Fibroblasts bind to various components in the matrix, which include fibrin, fibronectin, and vitronectin through the use of cell-binding domains of the matrix proteins via integrins.18 Syndecans, transmembrane heparin sulfate proteoglycans, can also mediate cell–matrix interactions via the heparin-binding domain of fibronectin.19 This binding domain is structurally distinct from the integrin domain. These and other cell-binding domains collectively regulate the strength of cell binding and hence cell motility.20

Collagen production is stimulated by the autocrine action of TGF-β and paracrine interleukin-4 (IL-4) from mast cells.21 Collagen is the major component of the wound matrix in animal models of glaucoma filtration surgery.2,22

Remodeling Phase

Although classified as the final stage of wound repair, matrix reformation and remodeling overlaps with granulation tissue formation. However, unlike granulation tissue synthesis, this stage continues for many months after wounding. This final phase is characterized by matrix remodeling, cell differentiation, maturation, and apoptosis. As the wound is remodeled, fibroblasts differentiate into myofibroblasts. Once the wound matures and restoration of tissue structure occurs, fibroblast and myofibroblast numbers are reduced through the induction of apoptotic cell death.23,24

Wound Remodeling.

Extracellular matrix (ECM) remodeling defines the process where coincident ECM synthesis and breakdown refine the wound matrix. Plasminogen activators and matrix metalloproteinases are the chief mediators of ECM degradation. Remodeling initially consists of hyaluronan and fibronectin removal. Maturation of the remodeling phase is associated with deposition of proteoglycans and the replacement of collagen type III with collagen type I, which occurs synchronously with a reduction in fibroblast numbers. This reflects the transition of a matrix favoring cell proliferation and migration to that of high tensile strength and resistance to deformation.

Apoptosis.

A key event in the conversion of highly cellular granulation tissue to a less cellular scar is fibroblast death by apoptosis. Fibroblast apoptosis has been demonstrated in skin, kidney, and lung wounds.23,25,26 The molecular pathways that induce fibroblast apoptosis are not fully understood. A reduction in mechanical tension of connective tissue has been proposed. Grinnell and colleagues have demonstrated that the release of mechanical tension is a trigger for fibroblast apoptosis in cell culture experiments. Fibroblasts in a mechanically loaded collagen matrix demonstrated little apoptosis whereas apoptosis was rapidly induced when the tension within the gel was released.27 The antifibrosis agent mitomycin C has also been shown to induce Tenon's fibroblast apoptosis in cell culture, suggesting that the induction of fibroblast apoptosis may be a mechanism whereby this cytotoxic agent limits scar formation post trabeculectomy.28,29

Precise regulation of fibroblast death is a critical factor in the terminal stages of the healing response.29 Fibroblast apoptosis must not occur too prematurely to ensure that the defect is repaired, but also should not be delayed in order to limit functional impairment that would result from excess scar formation and wound contracture.

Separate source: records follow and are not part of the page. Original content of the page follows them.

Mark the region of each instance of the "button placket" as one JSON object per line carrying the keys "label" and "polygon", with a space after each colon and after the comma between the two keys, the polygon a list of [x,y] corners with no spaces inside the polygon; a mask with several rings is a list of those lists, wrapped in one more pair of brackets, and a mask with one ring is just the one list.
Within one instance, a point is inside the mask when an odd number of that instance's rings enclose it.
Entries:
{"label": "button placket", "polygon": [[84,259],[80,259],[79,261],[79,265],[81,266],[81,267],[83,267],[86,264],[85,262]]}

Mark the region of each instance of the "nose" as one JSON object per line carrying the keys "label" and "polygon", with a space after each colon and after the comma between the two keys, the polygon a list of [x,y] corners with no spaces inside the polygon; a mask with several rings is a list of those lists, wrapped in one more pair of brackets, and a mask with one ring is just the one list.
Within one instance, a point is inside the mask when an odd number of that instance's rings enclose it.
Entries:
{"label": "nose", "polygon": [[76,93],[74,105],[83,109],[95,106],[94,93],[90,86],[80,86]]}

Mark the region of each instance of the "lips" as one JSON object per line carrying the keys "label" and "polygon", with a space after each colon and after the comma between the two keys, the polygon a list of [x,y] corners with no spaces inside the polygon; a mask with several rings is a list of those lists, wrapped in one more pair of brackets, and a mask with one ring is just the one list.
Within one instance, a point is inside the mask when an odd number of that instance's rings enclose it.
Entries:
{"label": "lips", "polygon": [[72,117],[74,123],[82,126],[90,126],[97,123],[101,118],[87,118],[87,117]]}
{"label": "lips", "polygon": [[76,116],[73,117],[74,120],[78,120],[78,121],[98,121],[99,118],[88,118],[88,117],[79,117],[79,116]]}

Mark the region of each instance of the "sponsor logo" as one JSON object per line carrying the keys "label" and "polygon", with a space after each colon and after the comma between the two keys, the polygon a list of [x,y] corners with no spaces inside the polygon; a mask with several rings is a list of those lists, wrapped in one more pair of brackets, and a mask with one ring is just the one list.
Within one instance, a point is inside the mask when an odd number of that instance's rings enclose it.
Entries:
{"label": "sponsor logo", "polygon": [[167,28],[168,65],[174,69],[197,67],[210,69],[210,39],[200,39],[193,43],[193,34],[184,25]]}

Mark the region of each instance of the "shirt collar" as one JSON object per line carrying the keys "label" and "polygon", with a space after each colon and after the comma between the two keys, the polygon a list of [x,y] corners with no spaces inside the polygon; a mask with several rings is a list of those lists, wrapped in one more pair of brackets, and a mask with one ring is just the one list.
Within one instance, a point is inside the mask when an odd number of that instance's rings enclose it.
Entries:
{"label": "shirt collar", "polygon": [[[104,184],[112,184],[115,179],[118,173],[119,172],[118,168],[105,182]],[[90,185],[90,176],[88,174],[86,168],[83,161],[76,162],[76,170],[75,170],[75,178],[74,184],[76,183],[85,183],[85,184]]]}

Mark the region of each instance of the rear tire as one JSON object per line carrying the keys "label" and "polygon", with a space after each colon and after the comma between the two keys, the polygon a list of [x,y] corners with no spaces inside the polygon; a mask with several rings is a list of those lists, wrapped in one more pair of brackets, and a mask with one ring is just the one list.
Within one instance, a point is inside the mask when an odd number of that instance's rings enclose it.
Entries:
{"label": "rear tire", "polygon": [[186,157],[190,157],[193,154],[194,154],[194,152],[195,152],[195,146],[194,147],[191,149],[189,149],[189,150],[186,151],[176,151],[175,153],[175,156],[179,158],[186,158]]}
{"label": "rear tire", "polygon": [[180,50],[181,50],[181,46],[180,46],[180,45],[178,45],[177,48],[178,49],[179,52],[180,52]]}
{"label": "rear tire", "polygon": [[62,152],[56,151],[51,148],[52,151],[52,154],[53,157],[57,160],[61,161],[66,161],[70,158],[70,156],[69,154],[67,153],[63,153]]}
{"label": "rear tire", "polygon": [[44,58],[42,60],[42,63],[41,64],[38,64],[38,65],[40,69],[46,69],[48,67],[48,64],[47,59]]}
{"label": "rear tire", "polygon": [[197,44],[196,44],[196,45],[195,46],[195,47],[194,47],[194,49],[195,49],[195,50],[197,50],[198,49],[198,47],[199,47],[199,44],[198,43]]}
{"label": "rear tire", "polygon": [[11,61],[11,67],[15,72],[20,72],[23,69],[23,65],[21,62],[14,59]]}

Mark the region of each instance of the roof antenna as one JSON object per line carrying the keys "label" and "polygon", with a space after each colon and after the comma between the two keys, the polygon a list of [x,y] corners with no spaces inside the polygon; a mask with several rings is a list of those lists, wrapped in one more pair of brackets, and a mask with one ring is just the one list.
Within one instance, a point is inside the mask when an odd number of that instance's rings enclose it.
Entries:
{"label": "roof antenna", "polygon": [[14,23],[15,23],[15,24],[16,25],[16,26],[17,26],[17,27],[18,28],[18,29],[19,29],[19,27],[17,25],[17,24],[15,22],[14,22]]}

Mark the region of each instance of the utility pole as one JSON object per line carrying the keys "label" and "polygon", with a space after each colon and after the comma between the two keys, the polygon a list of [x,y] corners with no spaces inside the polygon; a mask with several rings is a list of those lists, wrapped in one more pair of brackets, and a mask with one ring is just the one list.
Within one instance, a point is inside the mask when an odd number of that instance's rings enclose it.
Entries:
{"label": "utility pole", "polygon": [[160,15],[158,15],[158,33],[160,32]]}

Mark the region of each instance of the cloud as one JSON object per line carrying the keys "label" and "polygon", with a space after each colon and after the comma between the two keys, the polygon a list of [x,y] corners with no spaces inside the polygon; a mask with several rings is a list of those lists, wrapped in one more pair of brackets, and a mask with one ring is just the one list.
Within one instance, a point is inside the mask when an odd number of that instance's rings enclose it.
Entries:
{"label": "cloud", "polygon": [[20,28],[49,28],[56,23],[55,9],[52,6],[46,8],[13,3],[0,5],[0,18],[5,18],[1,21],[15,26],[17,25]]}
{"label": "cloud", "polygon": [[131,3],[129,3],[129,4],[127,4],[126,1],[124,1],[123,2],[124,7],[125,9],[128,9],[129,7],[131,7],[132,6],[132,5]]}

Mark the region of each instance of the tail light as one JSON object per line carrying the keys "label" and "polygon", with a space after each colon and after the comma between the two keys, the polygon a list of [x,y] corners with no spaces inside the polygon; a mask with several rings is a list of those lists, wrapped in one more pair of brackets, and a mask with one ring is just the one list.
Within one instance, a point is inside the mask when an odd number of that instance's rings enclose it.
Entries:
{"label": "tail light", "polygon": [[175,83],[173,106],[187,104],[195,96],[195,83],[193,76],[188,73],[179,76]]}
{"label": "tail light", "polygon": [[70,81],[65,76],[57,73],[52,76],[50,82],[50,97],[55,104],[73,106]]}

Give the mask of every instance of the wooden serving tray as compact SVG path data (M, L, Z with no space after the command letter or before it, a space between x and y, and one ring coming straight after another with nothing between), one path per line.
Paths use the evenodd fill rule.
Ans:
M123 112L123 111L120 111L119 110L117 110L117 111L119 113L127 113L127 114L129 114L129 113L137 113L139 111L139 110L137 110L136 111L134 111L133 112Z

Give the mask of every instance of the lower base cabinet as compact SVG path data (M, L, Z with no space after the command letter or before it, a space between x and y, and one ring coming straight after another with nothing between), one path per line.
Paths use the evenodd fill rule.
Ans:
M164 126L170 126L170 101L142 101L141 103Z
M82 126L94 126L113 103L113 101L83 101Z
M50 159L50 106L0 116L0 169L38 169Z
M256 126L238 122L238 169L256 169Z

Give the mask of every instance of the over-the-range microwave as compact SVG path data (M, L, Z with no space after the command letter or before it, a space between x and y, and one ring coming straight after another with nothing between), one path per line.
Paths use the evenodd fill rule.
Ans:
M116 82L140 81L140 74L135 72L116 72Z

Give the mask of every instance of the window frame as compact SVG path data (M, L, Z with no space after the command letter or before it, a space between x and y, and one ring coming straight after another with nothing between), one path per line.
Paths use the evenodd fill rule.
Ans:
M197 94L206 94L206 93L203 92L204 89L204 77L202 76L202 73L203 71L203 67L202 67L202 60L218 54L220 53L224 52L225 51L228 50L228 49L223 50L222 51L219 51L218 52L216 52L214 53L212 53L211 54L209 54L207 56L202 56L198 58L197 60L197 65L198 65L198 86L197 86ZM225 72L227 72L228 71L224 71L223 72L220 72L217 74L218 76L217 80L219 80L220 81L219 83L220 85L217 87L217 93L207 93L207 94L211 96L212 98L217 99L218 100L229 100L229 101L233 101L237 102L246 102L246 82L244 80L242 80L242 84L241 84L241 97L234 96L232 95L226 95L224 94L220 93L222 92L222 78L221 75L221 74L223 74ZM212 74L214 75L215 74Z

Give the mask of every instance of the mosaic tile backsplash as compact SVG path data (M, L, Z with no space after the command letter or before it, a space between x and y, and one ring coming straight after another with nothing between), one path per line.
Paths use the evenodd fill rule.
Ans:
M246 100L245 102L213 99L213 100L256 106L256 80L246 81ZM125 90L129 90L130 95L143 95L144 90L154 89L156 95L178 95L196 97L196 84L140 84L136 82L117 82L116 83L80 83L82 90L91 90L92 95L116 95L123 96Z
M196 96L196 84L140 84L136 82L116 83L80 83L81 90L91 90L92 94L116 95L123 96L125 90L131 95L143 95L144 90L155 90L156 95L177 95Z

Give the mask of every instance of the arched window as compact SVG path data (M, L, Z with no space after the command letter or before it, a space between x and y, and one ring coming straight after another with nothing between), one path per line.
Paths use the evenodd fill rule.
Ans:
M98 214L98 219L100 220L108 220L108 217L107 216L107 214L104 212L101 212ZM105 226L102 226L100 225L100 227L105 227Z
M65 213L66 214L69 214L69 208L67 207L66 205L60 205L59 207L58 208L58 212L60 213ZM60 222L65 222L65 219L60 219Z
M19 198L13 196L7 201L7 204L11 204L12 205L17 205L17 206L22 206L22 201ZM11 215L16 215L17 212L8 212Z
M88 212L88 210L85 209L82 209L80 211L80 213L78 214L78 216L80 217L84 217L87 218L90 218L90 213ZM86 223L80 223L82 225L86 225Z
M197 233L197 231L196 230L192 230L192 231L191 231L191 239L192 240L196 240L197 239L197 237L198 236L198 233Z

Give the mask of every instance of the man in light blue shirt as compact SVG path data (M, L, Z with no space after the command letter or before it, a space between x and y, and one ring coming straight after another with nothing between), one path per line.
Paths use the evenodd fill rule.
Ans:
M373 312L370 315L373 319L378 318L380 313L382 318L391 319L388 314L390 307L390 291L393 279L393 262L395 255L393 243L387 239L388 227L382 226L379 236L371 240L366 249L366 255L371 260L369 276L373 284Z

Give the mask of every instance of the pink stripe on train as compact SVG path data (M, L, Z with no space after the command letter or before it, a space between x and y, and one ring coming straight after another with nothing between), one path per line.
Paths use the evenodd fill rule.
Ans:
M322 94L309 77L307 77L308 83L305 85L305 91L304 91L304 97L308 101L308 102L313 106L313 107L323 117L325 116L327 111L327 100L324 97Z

Apoptotic failure results in prolonged fibroblast survival and excess scar production.24 Analysis of biopsies taken from keloid and hypercellular scars in human skin revealed persistent fibroblastic activity and inflammation for up to 10 years following the original surgery. This differed from normal scars, where biopsies taken 1 year after wound formation displayed minimal evidence of fibroblast activity.30 In contrast, excessive or premature fibroblast apoptosis can result in insufficient wound healing. The impaired healing observed in full-thickness skin wounds of non-obese diabetic (NOD) mice was associated with higher levels of fibroblast apoptosis compared to identical wounds in control mice.31 Fibroblast apoptosis has not been demonstrated directly in subconjunctival wound healing in vivo. The dramatic reduction in fibroblast numbers observed in a rabbit model of glaucoma filtration surgery, 31 days after surgery, may be a consequence of apoptosis.22

Clinical Assessment of the Healing Bleb

Bleb morphology impacts on IOP lowering and the risk of postoperative complications and therefore is an important determinant of the long-term success of trabeculectomy. After weeks to months, remodeling of the sclerostomy and scleral flap area results in establishment of a fistula (Fig. 78-2-3) between the anterior chamber and the sub-Tenon's space through which aqueous flows. In the vast majority of cases, the amount of resistance to aqueous flow, the facility of outflow, and IOP are determined not by the fistula but by characteristics of the sub-Tenon's–episcleral fascia interface, here referred to as the bleb tissues. Although good published evidence is awaited, it is very likely that early recognition of undesirable patterns of healing in bleb tissues could guide interventions to optimize surgical outcomes.

If IOP control is poor and the bleb seems to be failing, it is important to verify that the changes result from the bleb itself, not from obstruction proximal to the bleb, such as an obstructed internal ostium.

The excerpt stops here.